There have been many artworks with a concept around the abject and forms of representations made to purport »all sorts of phenomena that have to do simultaneously with disgust and fascination.«[12] Of course Julia Kristeva was greatly inspired by Georges Bataille’s Abjection and Miserable Forms: »When excreta are held too long in the bowels, they are not however the object of any positive appeal . . .«[13] The abject seems to appear to Bataille as the tension that arrives in the negation of an imperative act; that there may be acts that have to happen, to be released, where eroticism can occur from negating an immediate release. This emphasis on the tension of delaying an imminent production, perhaps a creative act, as opposed to positivist outputs for the sake of production, seems like a productive territory that architectural discourse has generally been longing for. In addition, this is what has produced creative singularities in culture. People who feel the tension in the cultural fabric, and have deliberated on those problems to an unknowable, intensive creative production – this is special.

Alas, there actually have been a few obscure architects in history that have worked on these ideas of anthropo/zoomorphic architecture. For example Guy Rottier’s L’Architecture en Liberte, which includes the Maison Antti Lovag, an »aluminum housing project for habitologue Antti Lovag,« in the shape of the architect’s head.[14] Another example, although this time an animal (elephant) is zoomorphically transformed for human function, is a series of outsider-designer structures: Charles Ribart’s architecture proposal for the Arc de Triomphe, Napoleon Bonaparte’s monument the Elephant of the Bastille, and James Lafferty’s patented novelty Elephantine Colossus. These examples (although ranging in intentionality of architectural value) transform architecture through a likeness and animality, primarily through their novelty in a relatively banal urban context. This also stands in contradistinction to Robert Venturi’s and Scott Brown’s Duck because of the outsider-designer’s use of space and the narrative I have imbued upon it. The structure’s functions were however a definitive limit to the sophistication of the architecture: the first a sign of conquest, the second a monument to power, and the third a hotel for leisure. The last example was only just poking through the architectural egg when it mysteriously caught fire and burned down after being repurposed as a brothel. Imagine that: a hollow elephant form is designed to satisfy human’s innate psychological desire for pleasure and is intentionally burned down for its abject humanity and precocious immorality. I guess in the end, weird »[a]rchitecture must blaze.«[15]


[1] Venturi, Scott Brown, and Izenour. Learning From Las Vegas, Revised Edition. (Cambridge: MIT Press, 1977). 150

[2] J.F. Bierlein: Parallel Myths. New York1994, pp. 3–6.

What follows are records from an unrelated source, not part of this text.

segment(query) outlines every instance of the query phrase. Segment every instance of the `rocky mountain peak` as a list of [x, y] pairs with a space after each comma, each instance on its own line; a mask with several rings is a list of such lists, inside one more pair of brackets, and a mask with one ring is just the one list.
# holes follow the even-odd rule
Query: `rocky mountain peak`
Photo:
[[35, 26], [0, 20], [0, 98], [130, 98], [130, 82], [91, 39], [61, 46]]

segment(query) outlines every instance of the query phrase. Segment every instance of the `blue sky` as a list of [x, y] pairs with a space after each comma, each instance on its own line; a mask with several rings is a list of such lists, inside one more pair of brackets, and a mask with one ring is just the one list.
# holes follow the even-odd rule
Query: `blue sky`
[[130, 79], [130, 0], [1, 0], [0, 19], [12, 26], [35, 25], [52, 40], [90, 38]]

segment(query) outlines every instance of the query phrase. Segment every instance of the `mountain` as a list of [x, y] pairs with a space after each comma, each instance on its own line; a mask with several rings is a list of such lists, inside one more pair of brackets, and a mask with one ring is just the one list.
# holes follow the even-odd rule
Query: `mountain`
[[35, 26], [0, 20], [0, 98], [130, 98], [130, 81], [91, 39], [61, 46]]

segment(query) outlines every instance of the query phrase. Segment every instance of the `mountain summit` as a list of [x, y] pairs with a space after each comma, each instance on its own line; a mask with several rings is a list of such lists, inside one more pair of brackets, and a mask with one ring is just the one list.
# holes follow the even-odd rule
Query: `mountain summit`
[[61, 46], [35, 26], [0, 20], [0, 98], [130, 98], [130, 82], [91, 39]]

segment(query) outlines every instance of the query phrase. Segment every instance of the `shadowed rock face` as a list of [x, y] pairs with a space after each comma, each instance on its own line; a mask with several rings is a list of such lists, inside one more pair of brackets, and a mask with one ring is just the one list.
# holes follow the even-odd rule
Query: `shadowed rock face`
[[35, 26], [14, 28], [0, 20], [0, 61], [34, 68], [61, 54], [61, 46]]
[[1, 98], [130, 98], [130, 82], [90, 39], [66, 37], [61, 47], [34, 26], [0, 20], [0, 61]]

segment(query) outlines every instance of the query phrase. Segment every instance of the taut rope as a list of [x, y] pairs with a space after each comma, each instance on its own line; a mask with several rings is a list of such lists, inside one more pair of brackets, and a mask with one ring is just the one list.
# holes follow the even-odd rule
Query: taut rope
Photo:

[3] Jean Luc Baroni LTD: Master Paintings and Drawings. Status:: October 30, 2014.

[4] Learning From Las Vegas, revised edition. p. 129.

[5] Kevin Baker: Dreamland. New York 1999. p. 5.

[6] Peter Weiss: Marat/Sade. Long Grove, IL 2001.

[7] Elizabeth Landau: Why zombies, robots, clowns freak us out. Status: September 20, 2014.

[8] Wim Delvoye. Cloaca. Status:November 9, 2014.

[9] John Miller. Excremental Value. Status: September 23, 2014.

[10] Jean-Pierre Criqui. Eater’s Digest. Status: June 30, 2013.

[11] Solomon R. Guggenheim Foundation. Matthew Barney: The Cremaster Cycle. Status: November 1, 2014.

[12] Julia Kristeva in conversation with Sylvere Lotringer. Status: September 15, 2014.

[13] Georges Bataille: »Abjection and Miserable Forms« in: More & Less. New York 2001. p. 12.

[14] Guy Rottier. ARCHITECTURE en LIBERTE. Status: October 31, 2014.

[15] Coop Himmelblau. Architecture must blaze. Accessed October 30th, 2014.